The bottleneck seems to be in split
. When simulated on 200 groups and 150,000 observations each, split
takes 50 seconds out of the total 54 seconds.
The split
step can be made drastically faster using data.table
as follows.
## test is a data.table here
s.test <- test[, list(list(.SD)), by=letters]$V1
Here's a benchmark on data of your dimensions using data.table
+ mapply
:
## generate data
set.seed(1L)
k = 200L
n = 150000L
test <- data.frame(letters=sample(paste0("id", 1:k), n*k, TRUE),
numbers=sample(1e6, n*k, TRUE), stringsAsFactors=FALSE)

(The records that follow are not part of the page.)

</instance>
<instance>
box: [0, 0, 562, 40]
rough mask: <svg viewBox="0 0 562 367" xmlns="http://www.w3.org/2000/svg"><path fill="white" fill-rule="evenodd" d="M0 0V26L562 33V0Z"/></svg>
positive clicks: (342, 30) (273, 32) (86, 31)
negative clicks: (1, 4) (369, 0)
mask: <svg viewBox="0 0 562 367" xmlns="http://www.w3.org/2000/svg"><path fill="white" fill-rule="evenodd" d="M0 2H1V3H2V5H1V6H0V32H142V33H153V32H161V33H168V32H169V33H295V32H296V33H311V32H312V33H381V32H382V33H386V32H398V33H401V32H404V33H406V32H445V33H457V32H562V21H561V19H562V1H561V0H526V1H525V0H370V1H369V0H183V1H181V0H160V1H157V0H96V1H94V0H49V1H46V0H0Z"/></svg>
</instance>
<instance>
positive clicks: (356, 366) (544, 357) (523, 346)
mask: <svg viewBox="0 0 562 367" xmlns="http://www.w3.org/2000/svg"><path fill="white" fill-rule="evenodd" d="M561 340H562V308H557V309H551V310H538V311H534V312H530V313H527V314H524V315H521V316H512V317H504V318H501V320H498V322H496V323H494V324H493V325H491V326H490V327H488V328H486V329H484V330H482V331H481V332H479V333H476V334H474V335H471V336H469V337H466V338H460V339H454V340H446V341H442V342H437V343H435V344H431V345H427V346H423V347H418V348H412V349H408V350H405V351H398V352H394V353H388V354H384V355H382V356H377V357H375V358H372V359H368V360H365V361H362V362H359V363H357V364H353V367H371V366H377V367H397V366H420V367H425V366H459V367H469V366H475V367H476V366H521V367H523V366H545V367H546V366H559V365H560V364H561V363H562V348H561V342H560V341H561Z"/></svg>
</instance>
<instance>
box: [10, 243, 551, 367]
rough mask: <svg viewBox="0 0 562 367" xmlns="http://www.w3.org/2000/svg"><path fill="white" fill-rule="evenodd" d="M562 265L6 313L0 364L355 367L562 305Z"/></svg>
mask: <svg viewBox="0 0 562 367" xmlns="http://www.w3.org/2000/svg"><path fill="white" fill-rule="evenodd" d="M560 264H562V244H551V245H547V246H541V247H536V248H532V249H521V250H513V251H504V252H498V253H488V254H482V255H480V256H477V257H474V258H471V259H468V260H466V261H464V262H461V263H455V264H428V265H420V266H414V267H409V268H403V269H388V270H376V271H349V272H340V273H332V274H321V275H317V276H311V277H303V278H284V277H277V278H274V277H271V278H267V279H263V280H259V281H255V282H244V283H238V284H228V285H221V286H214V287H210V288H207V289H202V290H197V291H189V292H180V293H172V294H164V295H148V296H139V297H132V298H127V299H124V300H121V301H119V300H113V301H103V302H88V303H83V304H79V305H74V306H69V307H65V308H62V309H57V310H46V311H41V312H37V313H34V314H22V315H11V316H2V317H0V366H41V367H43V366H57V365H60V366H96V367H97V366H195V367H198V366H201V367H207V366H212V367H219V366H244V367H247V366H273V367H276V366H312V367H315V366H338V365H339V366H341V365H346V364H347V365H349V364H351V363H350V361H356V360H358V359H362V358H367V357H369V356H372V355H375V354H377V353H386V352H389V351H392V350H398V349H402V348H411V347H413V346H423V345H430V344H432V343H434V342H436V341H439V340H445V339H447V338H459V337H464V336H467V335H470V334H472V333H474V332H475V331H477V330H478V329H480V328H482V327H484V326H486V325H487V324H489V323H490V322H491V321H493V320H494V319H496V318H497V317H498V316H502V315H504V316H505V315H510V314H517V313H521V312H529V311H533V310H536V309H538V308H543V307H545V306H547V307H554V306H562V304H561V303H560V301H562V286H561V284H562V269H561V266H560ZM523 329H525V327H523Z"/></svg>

require(data.table) ## latest CRAN version is v1.9.2
setDT(test) ## convert to data.table by reference (no copy)
system.time({
s.test <- test[, list(list(.SD)), by=letters]$V1 ## split
setattr(s.test, 'names', unique(test$letters)) ## setnames
notIn <- mapply(function(x,y)
sum(!s.test[[x]]$numbers %in% s.test[[y]]$numbers),
x=names(s.test)[1:199], y=names(s.test)[2:200])
})
## user system elapsed
## 4.840 1.643 6.624
That's about ~7.5x speedup on your biggest data dimensions. Would this be sufficient?